Longtime N.S. volunteer firefighter battling cancer won't receive compensation
CBC
When Bruce Masales was diagnosed with Stage 4 bladder cancer, he says the news came without warning.
But as a longtime volunteer Halifax firefighter, Masales said he at least took comfort in the belief he would receive financial compensation.
However, Masales said he was told he doesn't qualify under the provincial Workers' Compensation Board or other municipal insurance coverage, falling through a gap in both systems.
"I'm sitting there — I was kind of shocked," Masales, 60, said recently.
The doctors discovered the cancer during an unrelated surgery he had last summer, Masales said.
He was diagnosed in August 2024 with metastatic Stage 4 bladder cancer — meaning it had spread to other organs. Masales was originally told he had about a year to live.
"I'm going, 'Well, wait a minute, what happened to Stage 1, 2, 3, and I bypassed that?,' … because I just had no symptoms," he said.
Masales spent a 21-year volunteer career at Station 16 in his home community of Eastern Passage, retiring in 2017.

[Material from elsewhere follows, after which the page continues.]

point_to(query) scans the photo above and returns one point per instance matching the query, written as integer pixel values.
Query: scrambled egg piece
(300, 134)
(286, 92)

He said he loved the role. It was hard work being a volunteer firefighter and handling a day job, but it was important to "give back to the community."
The workers' compensation board has presumptively covered bladder cancer for firefighters since 1993, recognizing the increased cancer risk related to being a firefighter.
"I never smoked in my life, never did drugs in my life, didn't drink enough to say I drank," Masales said. "I know people that did all three to excess, and they're healthy as a horse."
Masales originally applied to the workers' compensation board because he appeared to fit their criteria of serving at least 15 years to qualify for bladder-cancer coverage. But his claim was rejected because the Halifax Regional Municipality only began paying into the board in January 2021 — after Masales had left.
"Found … the [Firefighters' Compensation Act] that said the province would take care of their firefighters," Masales said.
"Well, they'll only take care of them if the municipalities that they are in, are paying the money in."